— Должен заявить следующее, — проговорил Хотек с той высокомерной вельможной медлительностью, которая всегда раздражала Ивана Дмитриевича в публичных выступлениях начальствующих лиц. Эта медлительность призвана была показать, что внимания и уважения заслуживает не только смысл произносимых слов, но и сам факт их произнесения — событие исключительное по своей важности. — Разумеется, граф, я вам доверяю, — после паузы продолжал Хотек. — Но доверие посла имеет границей честь его монарха. Эту границу я не переступлю ни на дюйм. Мне нужно самому услышать признание из уст убийцы.
— И услышите, — заверил Шувалов.
От конского топота заныло треснутое стекло в окне, заржали осаживаемые у крыльца лошади: это Рукавишников привез Боева. Держа у плеча обнаженную шашку, он ввел арестанта в гостиную. Стало тихо. Боев по-восточному приложил к груди обе руки и молча приветствовал собравшихся по всем правилам этикета, принятого, как подумал Иван Дмитриевич, где-нибудь на бухарском базаре.
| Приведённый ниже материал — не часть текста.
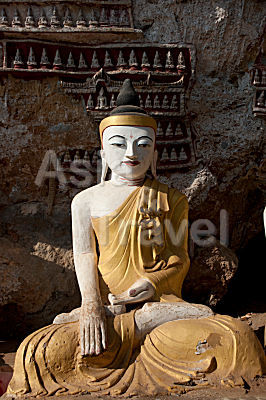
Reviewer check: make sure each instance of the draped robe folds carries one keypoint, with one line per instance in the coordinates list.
(145, 237)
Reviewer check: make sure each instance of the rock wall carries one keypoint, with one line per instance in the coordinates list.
(36, 116)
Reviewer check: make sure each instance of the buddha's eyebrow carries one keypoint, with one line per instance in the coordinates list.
(145, 137)
(122, 137)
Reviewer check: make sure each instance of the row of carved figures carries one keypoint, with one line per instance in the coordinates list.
(132, 62)
(106, 17)
(102, 103)
(259, 78)
(173, 154)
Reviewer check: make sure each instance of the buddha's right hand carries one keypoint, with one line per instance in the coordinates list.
(93, 331)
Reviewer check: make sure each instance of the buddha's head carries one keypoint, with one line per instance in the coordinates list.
(128, 137)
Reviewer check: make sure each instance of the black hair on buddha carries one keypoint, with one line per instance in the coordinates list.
(127, 100)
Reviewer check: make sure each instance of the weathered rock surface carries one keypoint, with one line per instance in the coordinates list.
(210, 273)
(35, 116)
(37, 277)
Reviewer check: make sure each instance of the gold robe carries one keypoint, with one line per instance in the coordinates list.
(145, 237)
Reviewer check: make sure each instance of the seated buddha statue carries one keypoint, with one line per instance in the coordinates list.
(133, 334)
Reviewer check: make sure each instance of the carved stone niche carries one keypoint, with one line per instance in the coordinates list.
(42, 38)
(161, 75)
(258, 78)
(69, 20)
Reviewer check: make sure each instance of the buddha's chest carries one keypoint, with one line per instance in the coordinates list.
(109, 199)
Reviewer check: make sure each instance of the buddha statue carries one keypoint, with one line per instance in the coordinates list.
(133, 334)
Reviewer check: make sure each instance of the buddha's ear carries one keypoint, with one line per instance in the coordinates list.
(102, 154)
(104, 166)
(154, 163)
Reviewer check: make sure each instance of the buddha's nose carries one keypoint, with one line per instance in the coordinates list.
(130, 153)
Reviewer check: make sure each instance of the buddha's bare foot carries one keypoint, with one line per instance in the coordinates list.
(73, 316)
(141, 290)
(155, 314)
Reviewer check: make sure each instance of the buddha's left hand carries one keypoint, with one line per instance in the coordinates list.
(141, 290)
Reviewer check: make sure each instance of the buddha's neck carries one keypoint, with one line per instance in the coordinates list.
(119, 180)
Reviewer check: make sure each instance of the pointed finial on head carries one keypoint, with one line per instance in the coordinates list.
(127, 95)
Певцов приосанился, с восхищением взирая на творение рук своих. Налюбовавшись, он схватил один из стульев, поставил в стороне:
— Прошу!
Ни на кого не глядя, величественно и равнодушно, как приготовленное к закланию жертвенное животное, опоенное зельем, чтобы не брыкалось, не портило праздник, Боев пересек гостиную и сел на стул. Рукавишников, не опуская шашки, встал у него за спиной.
Уже сидя на своем стуле, Боев припомнил наконец то приветствие, которое следовало произнести при входе, и тихо сказал:
— Салям алейкум.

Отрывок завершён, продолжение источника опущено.